Сторожа предъявили последним, он ехал вместе с ментами. Бедолагу
так трясло, что он еле ноги передвигал. Тырин забрал у Кирилла
бумаги, но в отделение не спешил.
Пока он докуривал, подъехал второй фургон. Да, работа у стражей
порядка, как посмотрю, кипит! Или просто день такой, народ начал
праздновать. Праздновать — выпивать, выпивать — чудить. Когда
распахнули задние дверцы, я понял, что ошибся.
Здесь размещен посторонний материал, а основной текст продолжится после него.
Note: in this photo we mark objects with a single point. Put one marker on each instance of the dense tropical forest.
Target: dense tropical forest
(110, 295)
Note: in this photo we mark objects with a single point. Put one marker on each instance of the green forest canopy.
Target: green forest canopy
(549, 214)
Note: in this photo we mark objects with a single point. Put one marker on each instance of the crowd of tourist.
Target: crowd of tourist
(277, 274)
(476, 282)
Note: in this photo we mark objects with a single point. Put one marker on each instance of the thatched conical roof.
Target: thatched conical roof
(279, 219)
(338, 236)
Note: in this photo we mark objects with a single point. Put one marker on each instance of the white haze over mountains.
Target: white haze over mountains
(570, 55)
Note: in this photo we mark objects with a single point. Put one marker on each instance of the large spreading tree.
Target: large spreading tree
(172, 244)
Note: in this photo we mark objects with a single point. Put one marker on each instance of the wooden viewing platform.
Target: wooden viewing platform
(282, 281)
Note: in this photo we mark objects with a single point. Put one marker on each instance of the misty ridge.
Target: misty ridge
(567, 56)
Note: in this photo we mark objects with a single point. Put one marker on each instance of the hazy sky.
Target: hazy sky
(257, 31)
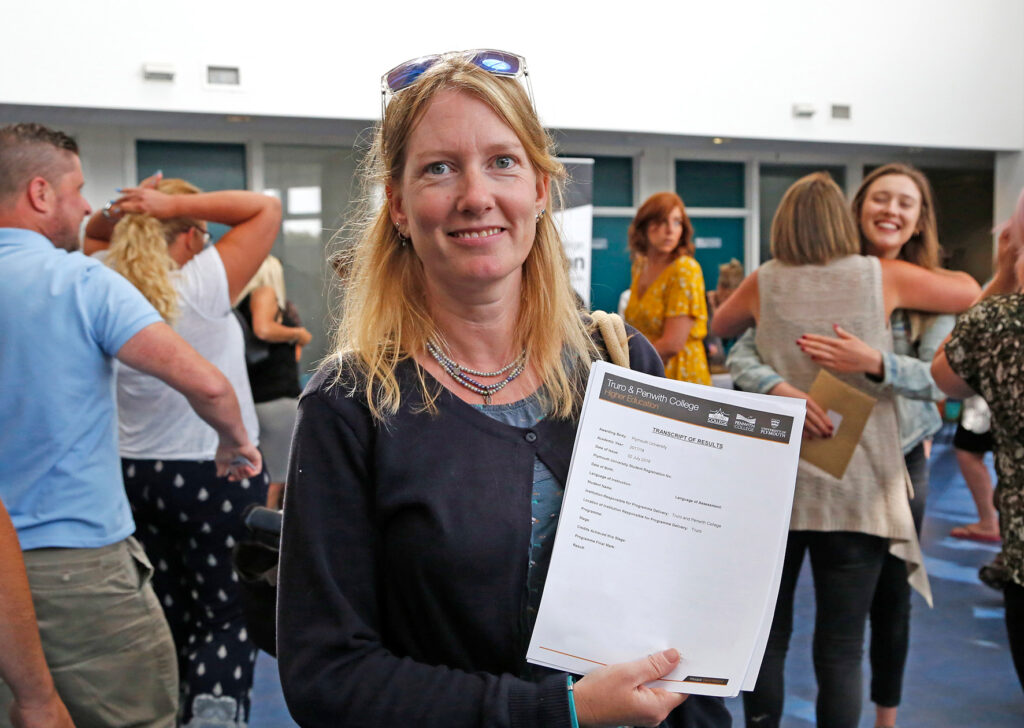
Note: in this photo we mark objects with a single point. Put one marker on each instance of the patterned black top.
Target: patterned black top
(987, 350)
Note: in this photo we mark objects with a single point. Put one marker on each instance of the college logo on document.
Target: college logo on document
(718, 418)
(744, 423)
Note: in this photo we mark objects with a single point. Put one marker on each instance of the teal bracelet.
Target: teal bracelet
(568, 686)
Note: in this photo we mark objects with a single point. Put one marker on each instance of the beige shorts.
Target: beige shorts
(104, 636)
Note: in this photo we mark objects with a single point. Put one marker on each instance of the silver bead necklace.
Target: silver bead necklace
(461, 374)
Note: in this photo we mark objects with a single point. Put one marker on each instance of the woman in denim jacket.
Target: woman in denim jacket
(895, 214)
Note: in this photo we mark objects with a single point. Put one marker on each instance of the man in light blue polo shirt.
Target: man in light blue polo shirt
(64, 318)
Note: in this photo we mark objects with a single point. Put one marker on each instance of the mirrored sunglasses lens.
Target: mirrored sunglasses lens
(498, 62)
(406, 74)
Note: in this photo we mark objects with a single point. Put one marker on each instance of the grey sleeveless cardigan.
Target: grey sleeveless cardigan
(872, 496)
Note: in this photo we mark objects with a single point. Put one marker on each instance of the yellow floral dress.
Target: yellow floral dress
(678, 291)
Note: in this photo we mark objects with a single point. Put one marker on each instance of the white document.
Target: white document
(672, 531)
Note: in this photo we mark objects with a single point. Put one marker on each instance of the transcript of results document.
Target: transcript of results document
(672, 531)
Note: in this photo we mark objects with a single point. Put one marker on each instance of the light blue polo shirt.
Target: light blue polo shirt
(62, 318)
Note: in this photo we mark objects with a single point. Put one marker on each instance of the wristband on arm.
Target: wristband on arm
(572, 716)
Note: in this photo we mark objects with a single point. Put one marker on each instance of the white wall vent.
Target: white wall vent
(158, 72)
(223, 75)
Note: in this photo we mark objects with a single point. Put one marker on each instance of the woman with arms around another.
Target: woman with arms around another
(816, 280)
(431, 450)
(187, 518)
(895, 215)
(667, 296)
(985, 354)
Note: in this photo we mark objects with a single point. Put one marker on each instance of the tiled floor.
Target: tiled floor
(958, 673)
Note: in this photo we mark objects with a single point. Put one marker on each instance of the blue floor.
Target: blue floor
(958, 673)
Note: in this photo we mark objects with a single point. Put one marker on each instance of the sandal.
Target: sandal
(972, 532)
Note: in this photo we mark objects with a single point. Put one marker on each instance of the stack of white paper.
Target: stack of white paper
(673, 530)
И ощутил себя в дне
сурка: одну за другой выводили проституток со скованными
наручниками руками — разряженных как новогодние елки, на высоченных
каблуках.
— Ты смотри, — улыбнулся Тырин. — Твоих подруг привезли.
Положив окурок в пепельницу, примотанную к ограждению, капитан
качнул головой в сторону отделения:
— Пройдемте, задержанный.
И я поплелся за ним в участок — можно сказать, первое место, с
которым я близко познакомился в новом мире, — советское, но в то же
время модерновое. Вывески «СЛУЖУ НА БЛАГО ОТЕЧЕСТВА» и «СИЛА
МИЛИЦИИ — В ЕЕ СВЯЗИ С НАРОДОМ!» висели на своих местах, а вот про
болтуна, который находка для шпиона, куда-то делась. На ее месте
зиял темный на фоне обындевевшей стены прямоугольник. Зато вон
круговорот проституток в природе был таким же, как и в прошлый
раз.
— Вы, товарищ капитан, вообще не отдыхаете? — поинтересовался я
по пути в его кабинет.
Тырин сейчас очень хотел пожрать, а тут я на его голову
свалился. Он, по идее, мог бы сплавить меня кому-нибудь, но принял
сам. Наверное, из-за звонка Алексея?
— Вот выкорчуем всю преступность, гражданин Нерушимый, так сразу
и отдохнем, — мрачно ответил он.
В кабинете Тырин снял с меня наручники, кивнул на стул напротив
стола, я занял его, потер запястья. Капитан направил на меня камеру
на треножнике, проверил на компе, все ли в порядке с записью, и
сказал:
— Здравствуйте. Назовите, пожалуйста, ваши фамилию, имя,
отчество.
Глядя в объектив, я представился.
— Гражданин Нерушимый, пожалуйста, расскажите, как вы оказались
на месте преступления, что увидели и как себя повели.
Я глазам своим не поверил, потому что Тырин достал ручку, белый
лист и принялся записывать мой рассказ. Я так обалдел, что аж
замолчал. Зачем? Видимо, бумажка в нашей стране неистребима так же,
как и дурацкие фамилии на табличках в кабинетах врачей.